Mahathirism represents that world - of silencing the masses so that they may work and produce with unquestioning devotion/bakthi and dharma to the new colonial masters of Japan, the United States and Europe. The slogans Kerja Sebagai Ibadat, Kepimpinan Melalui Teladan, Bersih, Cekap, Amanah and IT untuk Anda represent the slogans for the monad/Gramscian historical block/Asian Despotism that characterised the socio-political milieu of the Mahathir era. This is the sangsara of the philosophy of economic development based on the pursuit of artha (harta= material wealth). The system creates the Duryodhanas (durjanas=corporate pirates and raiders) of the global capitalist system that become 'glocalised" in the neatly explained language of Friedmanian economics.

As a keen student/observer of totalitarianism and hegemonic systems created by human beings, I am interested in analysing how these struggles for a cosmopolitan, cosmotheandric, and ‘conscientisation’-ised pattern of struggle continue. I am reminded by the theme of an essay ‘Postmodernism, or the cultural logic of late capitalism’ by American literary theorist Frederic Jameson as I write about the ruptures, the waning of affect, the sense of fragmentation, and the clich├ęs and subalternisation of the Grand narratives in Malaysian politics in general, and in the deconstructionism of Mahathirism in particular.

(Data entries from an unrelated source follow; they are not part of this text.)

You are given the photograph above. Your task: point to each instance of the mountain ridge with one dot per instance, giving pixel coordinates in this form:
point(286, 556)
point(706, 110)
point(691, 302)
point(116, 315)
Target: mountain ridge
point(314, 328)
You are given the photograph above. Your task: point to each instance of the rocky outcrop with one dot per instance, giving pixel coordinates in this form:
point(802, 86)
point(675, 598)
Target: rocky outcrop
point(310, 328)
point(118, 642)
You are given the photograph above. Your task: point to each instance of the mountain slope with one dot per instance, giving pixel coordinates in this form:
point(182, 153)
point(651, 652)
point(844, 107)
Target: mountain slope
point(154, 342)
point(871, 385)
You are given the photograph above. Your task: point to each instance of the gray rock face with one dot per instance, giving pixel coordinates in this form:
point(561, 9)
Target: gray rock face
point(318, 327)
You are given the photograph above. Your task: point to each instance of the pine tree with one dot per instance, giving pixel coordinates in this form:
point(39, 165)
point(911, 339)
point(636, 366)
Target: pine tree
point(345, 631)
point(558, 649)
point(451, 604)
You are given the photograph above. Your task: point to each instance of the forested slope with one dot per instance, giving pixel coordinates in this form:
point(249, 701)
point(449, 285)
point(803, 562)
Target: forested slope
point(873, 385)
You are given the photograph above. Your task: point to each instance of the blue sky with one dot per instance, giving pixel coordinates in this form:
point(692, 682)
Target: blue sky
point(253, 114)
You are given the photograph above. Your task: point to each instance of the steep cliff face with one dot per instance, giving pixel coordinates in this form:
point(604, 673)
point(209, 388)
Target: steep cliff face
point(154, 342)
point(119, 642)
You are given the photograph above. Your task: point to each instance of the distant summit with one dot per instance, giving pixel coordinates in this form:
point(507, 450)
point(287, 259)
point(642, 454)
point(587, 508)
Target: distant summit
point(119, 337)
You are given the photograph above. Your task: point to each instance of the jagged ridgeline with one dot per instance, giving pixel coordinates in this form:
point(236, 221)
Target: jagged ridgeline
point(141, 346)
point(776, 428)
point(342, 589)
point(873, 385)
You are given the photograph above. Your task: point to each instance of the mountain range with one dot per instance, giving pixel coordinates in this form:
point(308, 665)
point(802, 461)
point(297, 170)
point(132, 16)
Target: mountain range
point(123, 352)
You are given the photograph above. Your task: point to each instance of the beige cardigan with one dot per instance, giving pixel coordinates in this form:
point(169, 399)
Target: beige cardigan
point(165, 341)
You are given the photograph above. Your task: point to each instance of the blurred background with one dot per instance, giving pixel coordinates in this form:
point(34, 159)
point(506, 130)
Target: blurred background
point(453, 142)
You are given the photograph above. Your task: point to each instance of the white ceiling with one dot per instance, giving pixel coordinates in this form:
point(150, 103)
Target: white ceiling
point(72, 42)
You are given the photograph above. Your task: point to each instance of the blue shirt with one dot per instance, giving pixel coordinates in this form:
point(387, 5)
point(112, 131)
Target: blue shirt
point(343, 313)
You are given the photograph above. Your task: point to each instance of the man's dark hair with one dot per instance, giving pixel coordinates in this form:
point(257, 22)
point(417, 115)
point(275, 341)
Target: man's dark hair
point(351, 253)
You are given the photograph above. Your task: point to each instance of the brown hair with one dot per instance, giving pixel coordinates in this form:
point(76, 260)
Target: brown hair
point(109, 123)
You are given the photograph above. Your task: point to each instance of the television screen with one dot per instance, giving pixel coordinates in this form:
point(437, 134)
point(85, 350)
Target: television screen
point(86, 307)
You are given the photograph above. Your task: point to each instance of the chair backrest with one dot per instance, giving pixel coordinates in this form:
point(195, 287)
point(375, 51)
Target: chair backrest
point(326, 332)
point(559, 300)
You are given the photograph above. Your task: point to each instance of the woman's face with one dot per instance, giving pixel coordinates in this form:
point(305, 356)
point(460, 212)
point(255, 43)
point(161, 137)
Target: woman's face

Will it take RM100 million to tear down the wall? Or a second 'mental revolution' to debunk and revise Sanusi Junid's thesis in Revolusi Mental, produced in the late 1970s.

I suggest Malaysian social scientists interested in deconstructionist theories to study these developments - so that we may construct newer theories of hegemony and totalitarianism, inspired by and in honor of the work of Syed Hussein Alatas. Let us explore what the new myth of the lazy natives mean through our analysis of ‘the end of Malaysian history and the last man’.